Ce « on » renvoie à une valeur individuelle : chacun
des hommes de l’armée était seul. Victor Hugo exalte
(idée de hauteur) la fragilité des hommes, de leur destin. « On » donne
aussi une généralité à l’expression.
Il y a bien un hymne à l’héroïsme des hommes qui
se fait en deux temps : chanter leur dignité et leur fraternité puis
exalter leur fragilité en donnant une valeur exemplaire à leur
douleur.
Nous avons un récit émouvant mais aussi un
véritable tableau composé par un poète, non plus un
description mais bel et bien une vision.
III- Le tableau d’un poète
Ecriture visionnaire typiquement romantique. La vision est assumée
par le point de vue du poète, elle est subjective. Il y a donc une
participation affective du poète qui entraîne le lecteur.

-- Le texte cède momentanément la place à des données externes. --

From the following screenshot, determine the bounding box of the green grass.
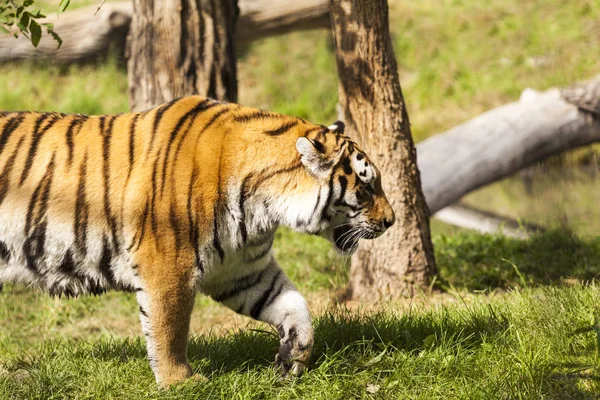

Au vers 1, « on était vaincu par sa conquête » a
trois sens différents qui peuvent être employés dans
ce poème.
1- chacun des soldats était vaincu par leur propre conquête.
2- L’ensemble des armées est vaincu par la conquête
de Napoléon.
3- On est toujours vaincu par ses propres conquêtes.
Il y a donc une polysémie. La force poétique se trouve dans
l’étude grammaticale.
Au vers 7-9-12 : on ne sait plus très bien qui est désigné par
ce « on » : participation affective de ce « on ».
L’histoire ne peut être écrite que subjectivement. Elle
est aussi commentée. « Sombres jours » est un commentaire
du poète.
La description réaliste est rejetée pour la description fantastique.
(20-21). « Muette vengeresse » => animisme (donner vie aux éléments
naturels). Idée de mystère (22) => la retraite de Russie est
sur la vanité de la condition humaine en prenant Napoléon.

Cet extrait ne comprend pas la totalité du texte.